Qu’en est-il du digital ?
Nous avons rattrapé un retard important, sachant que notre site est devenu marchand en 2020 seulement. Actuellement, 10 % de notre activité passe par le web, ce qui nous place dans les standards du retail. Nous avons refondu le site avec une approche plus inspirante et des outils comme des simulateurs ou la prise de rendez-vous à domicile. L’objectif n’est pas de devenir un pure player, mais de faciliter l’expérience client dans un modèle très relationnel.
En quoi cette stratégie est-elle pertinente dans le contexte actuel ?
Le marché tourne au ralenti. Les Français continuent d’investir dans leur logement, mais ils font plus d’arbitrages. Ils rénovent notamment davantage qu’ils ne déménagent. Les services que nous lançons répondent à ce phénomène. Notre positionnement de spécialiste, capable d’accompagner tous les projets, du petit budget au haut de gamme, est un atout. Surtout, dès que nous captons un projet combinant produit et services, le panier moyen augmente fortement.
Nous avons déjà des signaux positifs : près de 55 magasins sont en croissance, contre une dizaine il y a un an. Cela montre que notre modèle fonctionne quand il est bien mis en œuvre.
Quelle place accordez-vous à la clientèle professionnelle ?
Les particuliers restent largement majoritaires dans notre activité, et ils le resteront. Pour autant, nous accordons une attention croissante à la clientèle professionnelle, notamment les artisans indépendants et les petites entreprises du bâtiment, jusqu’à une dizaine de salariés. Ce sont des acteurs qui ont besoin de gammes techniques, disponibles rapidement, mais aussi de conseils, notamment sur la dimension esthétique des projets.

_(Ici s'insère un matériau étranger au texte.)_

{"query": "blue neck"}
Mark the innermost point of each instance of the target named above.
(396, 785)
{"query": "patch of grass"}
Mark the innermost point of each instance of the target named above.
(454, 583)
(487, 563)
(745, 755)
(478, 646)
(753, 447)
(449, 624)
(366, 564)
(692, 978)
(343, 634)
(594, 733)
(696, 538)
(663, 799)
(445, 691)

Comment travaillez-vous avec eux concrètement ?
Nous sommes dans une logique de complémentarité. Certains artisans viennent se fournir chez nous, d’autres nous confient directement leurs clients pour les accompagner dans le choix des produits. Cela leur fait gagner du temps, tout en garantissant à leurs clients un accompagnement de qualité. Ensuite, ils reprennent la main sur la pose. C’est un modèle vertueux, qui nous permet aussi de capter des projets sans être systématiquement en première ligne commerciale.
Quel rôle votre actionnaire, le groupe nordiste Adeo, joue-t-il dans cette stratégie ?
Adeo, notre actionnaire depuis 2023, nous apporte une solidité financière et une vraie légitimité sur l’univers de l’habitat. Pour le groupe, l’enjeu est de renforcer son positionnement sur le sol en France, en complément d’enseignes comme Leroy Merlin. St Maclou apporte une dimension servicielle unique à l’échelle nationale. L’ambition pour le groupe Adeo est de devenir leader sur le marché du sol en France en combinant les positions complémentaires de ses différentes enseignes.
"St Maclou, c’est un peu le K-Way d’il y a quelques années. Et nous essayons d’en faire un St Maclou aussi tendance que le K-Way d’aujourd’hui".
Quant à St Maclou, l’idée est de redevenir une évidence pour les Français lorsqu’ils ont un projet de sol. Nous avons les atouts : une marque connue, un savoir-faire reconnu et une capacité unique à accompagner les clients de A à Z. St Maclou, c’est un peu le K-Way d’il y a quelques années. Et nous essayons d’en faire un St Maclou aussi tendance que le K-Way d’aujourd’hui.